Rob McEwen, invaluement
Re: Re[2]: URIDNSBL full message checking [ In reply to ]
You could also use check_rbl_headers

Add this to init.pre or in your favorite .pre file:
loadplugin Mail::SpamAssassin::Plugin::DNSEval

Then add this rule:
if (version >= 3.004003)
ifplugin Mail::SpamAssassin::Plugin::DNSEval
header HEADERBL_URIBL eval:check_rbl_headers('hdrbl-uribl', 'multi.uribl.com.', '127.0.0.2')
describe HEADERBL_URIBL Header contains domain listed in URIBL
tflags HEADERBL_URIBL net
endif
endif

You can define in which headers it should look for domains using "rbl_headers". Have a look a the documentation with:
perldoc Mail::SpamAssassin::Plugin::DNSEval

Good luck,
Laurent S.
Re: URIDNSBL full message checking [ In reply to ]
>On 2023-02-06 at 12:50:29 UTC-0500 (Mon, 6 Feb 2023 17:50:29 +0000)
>Michael Grant via users <mgrant@grant.org>
>is rumored to have said:
>
>>I’m noticing that check_uridnsbl() seems only to check the message
>>body. Is there some way to make it check the headers as well?
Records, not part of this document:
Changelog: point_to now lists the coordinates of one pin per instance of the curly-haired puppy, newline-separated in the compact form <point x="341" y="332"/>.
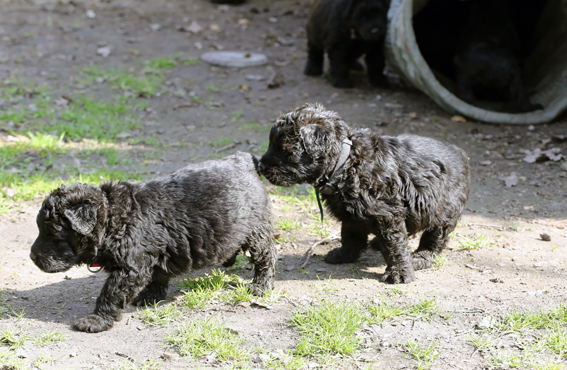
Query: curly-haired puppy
<point x="392" y="187"/>
<point x="487" y="63"/>
<point x="347" y="29"/>
<point x="144" y="233"/>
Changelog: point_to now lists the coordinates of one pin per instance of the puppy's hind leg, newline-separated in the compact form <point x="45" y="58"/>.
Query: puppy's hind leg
<point x="154" y="292"/>
<point x="264" y="256"/>
<point x="431" y="244"/>
<point x="393" y="244"/>
<point x="354" y="240"/>
<point x="315" y="58"/>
On 06.02.23 16:16, Bill Cole wrote:
>No. Which is fine, because there are usually no URIs in headers, and
>when there are, they are likely to be standard List-* headers, which
>are unlikely to be useful.

I got a few spams containing List-Id: so I'm going through archive.

I remember receiving many spams from google (groups?) containing this header.
Unfortunately I don't have any samples right now.

However, looking at my spam
- there are many bogus list-id headers:

List-Id: b07285867v11317517
List-Id: "0" <1018.14c124b8eb050d06d6f466cb3e9.localhost>
List-Id: lm555vqc6z9b6 <linkedin>
List-Id: <spc-88419-0>

and I can already see a rule to catch these.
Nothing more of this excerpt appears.